Because initial experiments that used double-label immunohistochemistry for PRV-Ba and TH with diaminobenzidine substrates demonstrated very close spatial relationships between PRV-Ba- and TH-immunoreactive (IR) neurons (Fig. 1G) , fluorescent-tagged secondary antibodies and confocal microscopy were used in subsequent experiments to evaluate the possibility that some parasympathetic preganglionic neurons within the SSN express TH. After incubation with primary antibodies, a cyanine-tagged donkey anti-goat antibody (Cy2; Jackson ImmunoResearch Laboratories, West Grove, PA) and an indocarbocyanine-tagged donkey anti-mouse antibody (Cy5; Jackson ImmunoResearch Laboratories) were used at 1:250 dilutions to detect PRV-Ba and TH, respectively. 

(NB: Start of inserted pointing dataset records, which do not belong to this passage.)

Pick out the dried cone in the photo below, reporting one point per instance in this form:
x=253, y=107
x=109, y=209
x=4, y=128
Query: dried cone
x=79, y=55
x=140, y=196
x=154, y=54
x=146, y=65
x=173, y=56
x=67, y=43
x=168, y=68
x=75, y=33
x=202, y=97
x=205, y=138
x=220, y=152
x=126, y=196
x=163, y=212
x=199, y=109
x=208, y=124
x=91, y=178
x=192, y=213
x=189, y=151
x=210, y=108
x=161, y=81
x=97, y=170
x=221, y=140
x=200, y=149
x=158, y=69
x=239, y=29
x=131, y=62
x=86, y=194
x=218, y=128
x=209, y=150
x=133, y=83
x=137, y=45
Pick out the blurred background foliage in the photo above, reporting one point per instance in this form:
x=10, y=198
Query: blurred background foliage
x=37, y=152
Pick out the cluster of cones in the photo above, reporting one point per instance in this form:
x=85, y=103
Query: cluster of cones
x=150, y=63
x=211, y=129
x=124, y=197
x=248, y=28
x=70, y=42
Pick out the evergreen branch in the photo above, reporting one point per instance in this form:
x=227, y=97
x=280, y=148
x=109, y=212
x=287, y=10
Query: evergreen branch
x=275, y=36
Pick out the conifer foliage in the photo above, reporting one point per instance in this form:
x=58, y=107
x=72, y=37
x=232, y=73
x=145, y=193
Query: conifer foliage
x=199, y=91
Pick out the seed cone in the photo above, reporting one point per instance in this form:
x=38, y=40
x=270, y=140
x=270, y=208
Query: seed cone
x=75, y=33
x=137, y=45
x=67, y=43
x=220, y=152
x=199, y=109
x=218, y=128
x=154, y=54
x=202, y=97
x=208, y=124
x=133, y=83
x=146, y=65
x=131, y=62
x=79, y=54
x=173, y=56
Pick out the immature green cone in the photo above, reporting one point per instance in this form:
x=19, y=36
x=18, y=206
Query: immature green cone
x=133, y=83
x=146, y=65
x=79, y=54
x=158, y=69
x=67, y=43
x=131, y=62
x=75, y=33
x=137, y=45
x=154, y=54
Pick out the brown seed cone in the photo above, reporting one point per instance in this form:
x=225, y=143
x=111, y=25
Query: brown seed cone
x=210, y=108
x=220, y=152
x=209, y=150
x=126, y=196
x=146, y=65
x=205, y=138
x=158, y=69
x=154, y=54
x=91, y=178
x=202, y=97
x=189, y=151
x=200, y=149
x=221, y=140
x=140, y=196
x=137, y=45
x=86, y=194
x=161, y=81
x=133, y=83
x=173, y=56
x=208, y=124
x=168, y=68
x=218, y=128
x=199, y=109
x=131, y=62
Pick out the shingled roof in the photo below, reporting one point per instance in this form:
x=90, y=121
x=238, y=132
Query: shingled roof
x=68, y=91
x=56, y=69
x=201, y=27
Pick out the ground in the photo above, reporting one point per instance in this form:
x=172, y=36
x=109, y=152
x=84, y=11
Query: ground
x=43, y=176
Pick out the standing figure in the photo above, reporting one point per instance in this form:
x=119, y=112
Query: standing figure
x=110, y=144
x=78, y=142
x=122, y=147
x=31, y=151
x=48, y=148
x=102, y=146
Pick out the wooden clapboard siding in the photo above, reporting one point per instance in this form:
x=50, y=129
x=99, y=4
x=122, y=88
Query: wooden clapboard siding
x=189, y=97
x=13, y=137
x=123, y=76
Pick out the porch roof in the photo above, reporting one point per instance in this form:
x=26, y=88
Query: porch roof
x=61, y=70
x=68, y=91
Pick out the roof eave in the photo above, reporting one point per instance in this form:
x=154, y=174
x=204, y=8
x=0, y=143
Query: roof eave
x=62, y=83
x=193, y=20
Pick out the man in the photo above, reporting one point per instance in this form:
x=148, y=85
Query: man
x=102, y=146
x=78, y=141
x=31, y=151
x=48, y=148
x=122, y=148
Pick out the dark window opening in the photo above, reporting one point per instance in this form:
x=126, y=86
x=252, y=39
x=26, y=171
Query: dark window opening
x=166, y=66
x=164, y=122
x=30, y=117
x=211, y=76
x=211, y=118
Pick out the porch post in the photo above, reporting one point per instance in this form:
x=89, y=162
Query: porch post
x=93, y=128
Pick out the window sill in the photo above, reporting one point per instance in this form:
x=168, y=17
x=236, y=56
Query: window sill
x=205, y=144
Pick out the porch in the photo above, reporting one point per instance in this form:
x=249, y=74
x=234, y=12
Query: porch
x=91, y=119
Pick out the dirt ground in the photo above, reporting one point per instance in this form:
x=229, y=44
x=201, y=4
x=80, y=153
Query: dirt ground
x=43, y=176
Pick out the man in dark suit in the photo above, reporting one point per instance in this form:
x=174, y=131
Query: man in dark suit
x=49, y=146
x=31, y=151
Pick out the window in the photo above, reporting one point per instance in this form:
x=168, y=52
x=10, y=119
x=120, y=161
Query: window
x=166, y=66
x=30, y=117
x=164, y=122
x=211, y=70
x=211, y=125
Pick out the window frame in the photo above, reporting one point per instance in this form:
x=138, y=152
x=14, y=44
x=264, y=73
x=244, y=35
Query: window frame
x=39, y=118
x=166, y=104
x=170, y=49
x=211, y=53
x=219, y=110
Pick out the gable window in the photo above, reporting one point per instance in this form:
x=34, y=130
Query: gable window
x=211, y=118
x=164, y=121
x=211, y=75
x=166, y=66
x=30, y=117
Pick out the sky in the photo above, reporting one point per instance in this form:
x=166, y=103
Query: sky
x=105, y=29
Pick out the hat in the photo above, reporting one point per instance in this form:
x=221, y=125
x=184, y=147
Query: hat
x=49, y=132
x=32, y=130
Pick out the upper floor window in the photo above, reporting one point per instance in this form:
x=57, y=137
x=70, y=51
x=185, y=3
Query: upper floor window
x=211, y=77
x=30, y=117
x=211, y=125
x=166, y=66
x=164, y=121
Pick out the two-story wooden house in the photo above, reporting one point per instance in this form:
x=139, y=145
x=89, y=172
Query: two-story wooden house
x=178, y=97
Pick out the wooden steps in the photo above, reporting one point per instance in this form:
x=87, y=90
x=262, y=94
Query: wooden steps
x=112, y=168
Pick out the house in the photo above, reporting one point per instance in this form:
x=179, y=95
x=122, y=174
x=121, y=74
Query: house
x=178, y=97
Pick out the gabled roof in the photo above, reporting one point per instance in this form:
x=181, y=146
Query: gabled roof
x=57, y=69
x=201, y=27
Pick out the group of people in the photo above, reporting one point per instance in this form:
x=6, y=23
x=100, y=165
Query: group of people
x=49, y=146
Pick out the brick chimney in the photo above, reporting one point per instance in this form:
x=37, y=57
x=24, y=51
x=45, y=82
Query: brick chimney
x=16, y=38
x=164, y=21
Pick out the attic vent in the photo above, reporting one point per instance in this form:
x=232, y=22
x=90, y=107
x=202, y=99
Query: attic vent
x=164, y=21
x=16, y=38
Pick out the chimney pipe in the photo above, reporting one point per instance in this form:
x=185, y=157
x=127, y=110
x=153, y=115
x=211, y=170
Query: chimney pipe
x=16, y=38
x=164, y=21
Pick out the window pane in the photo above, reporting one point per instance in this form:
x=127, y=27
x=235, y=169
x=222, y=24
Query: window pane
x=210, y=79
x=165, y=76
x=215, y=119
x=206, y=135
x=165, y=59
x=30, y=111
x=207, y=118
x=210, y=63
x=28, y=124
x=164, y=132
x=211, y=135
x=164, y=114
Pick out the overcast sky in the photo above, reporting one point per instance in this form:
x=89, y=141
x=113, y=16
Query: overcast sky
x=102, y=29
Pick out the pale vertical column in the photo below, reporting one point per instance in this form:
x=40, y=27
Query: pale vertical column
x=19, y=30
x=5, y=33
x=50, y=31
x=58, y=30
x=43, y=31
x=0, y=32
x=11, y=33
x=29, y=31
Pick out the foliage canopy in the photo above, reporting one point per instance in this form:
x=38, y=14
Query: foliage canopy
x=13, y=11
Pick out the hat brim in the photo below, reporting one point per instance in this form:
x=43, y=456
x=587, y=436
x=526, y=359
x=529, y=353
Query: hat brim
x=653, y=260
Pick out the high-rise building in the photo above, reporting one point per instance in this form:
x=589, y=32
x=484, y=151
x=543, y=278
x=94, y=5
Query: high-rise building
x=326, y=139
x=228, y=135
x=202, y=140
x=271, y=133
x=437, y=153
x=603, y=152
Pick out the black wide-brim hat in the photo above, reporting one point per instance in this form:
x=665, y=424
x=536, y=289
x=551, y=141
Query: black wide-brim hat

For PRV-Ba and ChAT double-labeling, a rabbit polyclonal antibody to ChAT (gift from Miles Epstein, University of Wisconsin, Madison) was used at a 1:500 dilution and the goat anti-PRV-Ba antibody was used at a 1:50,000 dilution. Secondary antibodies, Cy2-tagged donkey anti-goat and Cy5-tagged donkey anti-rabbit, were used at 1:250 dilutions. Tissue was incubated with secondary antibody for 3 hours, rinsed, dehydrated, cleared, and coverslipped with 1,3-diethyl-8-phenylxanthine mounting compound (DPX; Sigma). Fluorescence was visualized with a confocal laser-scanning microscope (Bio-Rad, Hercules, CA). 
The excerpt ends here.